The island wildlife refuge is described by those who have been there as a kind of "Garden of Eden" where the world's oldest-known albatross returns each year to nest and the electric blue ocean teems with fish.
The journey, timed as Obama leaves for his last visit to Asia to meet with Chinese President Xi Jinping and other world leaders, will also serve as a reminder of the American victory against Japanese forces on the island during World War Two.
"It's a signal, it's a message saying the United States is committed to staying in the Pacific, and not sort of backing away," said naval historian Tom Hone, who has studied the infamous Battle of Midway.
Obama's visit will focus on the challenge climate change poses to oceans and the need to expand upon international agreements like the one he announced with Chinese President Xi Jinping in 2014.
Obama has sought to make combating climate change a key part of the legacy of his presidency, which comes to an end in five months.
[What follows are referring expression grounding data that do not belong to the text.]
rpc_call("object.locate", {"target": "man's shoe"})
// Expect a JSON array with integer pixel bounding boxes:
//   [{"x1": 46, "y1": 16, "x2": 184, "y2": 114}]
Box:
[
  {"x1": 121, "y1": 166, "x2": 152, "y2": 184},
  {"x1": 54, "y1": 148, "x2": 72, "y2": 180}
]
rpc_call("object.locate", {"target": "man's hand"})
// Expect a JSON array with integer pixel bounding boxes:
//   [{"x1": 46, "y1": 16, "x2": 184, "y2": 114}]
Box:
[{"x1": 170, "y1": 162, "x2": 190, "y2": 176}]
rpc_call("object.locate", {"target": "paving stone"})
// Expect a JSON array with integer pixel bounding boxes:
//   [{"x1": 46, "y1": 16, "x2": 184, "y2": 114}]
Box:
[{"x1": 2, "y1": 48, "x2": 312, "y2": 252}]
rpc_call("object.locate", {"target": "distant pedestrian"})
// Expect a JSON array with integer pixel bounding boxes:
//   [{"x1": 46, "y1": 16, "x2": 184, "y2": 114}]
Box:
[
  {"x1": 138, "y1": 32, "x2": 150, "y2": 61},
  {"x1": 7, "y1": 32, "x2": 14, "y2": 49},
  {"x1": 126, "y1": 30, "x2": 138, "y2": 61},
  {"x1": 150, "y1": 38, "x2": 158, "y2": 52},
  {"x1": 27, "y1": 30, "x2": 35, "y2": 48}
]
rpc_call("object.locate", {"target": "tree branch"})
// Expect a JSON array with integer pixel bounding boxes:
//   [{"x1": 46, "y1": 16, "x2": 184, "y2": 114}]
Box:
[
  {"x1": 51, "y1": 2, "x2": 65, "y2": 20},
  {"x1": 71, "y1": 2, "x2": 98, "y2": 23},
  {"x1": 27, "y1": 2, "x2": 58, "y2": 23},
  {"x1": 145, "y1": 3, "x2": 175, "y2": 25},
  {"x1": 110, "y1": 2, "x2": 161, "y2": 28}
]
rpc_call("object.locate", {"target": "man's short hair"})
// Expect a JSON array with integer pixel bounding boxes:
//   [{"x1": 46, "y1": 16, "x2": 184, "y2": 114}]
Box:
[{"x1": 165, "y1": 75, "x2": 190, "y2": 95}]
But ahead of the Nov. 8 election for his successor, less than 5 percent of voters say the “environment” is the most important issue facing the United States today, according to a Reuters/IPSOS poll conducted between July 24 and Aug. 21. Thirty-five percent of voters said climate change "will not impact my vote much at all."
The island visit will seek to show Americans how conservation can help species adjust to changing climate, and book-ends Obama's trip last year to Alaska, where he hiked on a shrinking glacier.
"These aren't 'photo ops' - I think these are real opportunities to help the American people understand," said Carol Browner, a former head of the Environmental Protection Agency who advised Obama on climate issues in his first term.
"He can get a level of attention that nobody else can get,"
Browner said.
Last week, he quadrupled the size of Papahanaumokuakea Marine National Monument to create the world's largest marine monument, protecting the area off the coast of Hawaii from commercial fishing and drilling.
Perhaps more important to voters, Obama's visit will conjure symbolism of American power in the Pacific ahead of his trip to China, a country many blame for a loss of American jobs and economic prowess.
The World War Two Battle of Midway, one of the most-studied battles in military history, tipped the balance of the U.S fight against the Japanese navy.
In June 1942, U.S. forces, tipped by code-breakers that the Japanese navy was planning an attack, sank four Japanese aircraft carriers and a heavy cruiser in a giant air-sea battle.
Many of the military buildings on Midway Atoll have been allowed to decay, and visitors have not been allowed since 2012 because of tight budgets, which dismays Jim D'Angelo, 79, a retired oncologist and history buff in Bradenton, Florida.
"The fact that (American soldiers) went in even though they knew that they were going to die, it just captured my intellect and my emotions as representing the best that America really has to offer," D'Angelo said.
Kevin Foerster, U.S. Fish and Wildlife Service's refuge chief for the region, said the agency would like to be able to open the island to visitors again, but budget constraints and the island's remote location mean its beauty can only be accessed by the internet for now.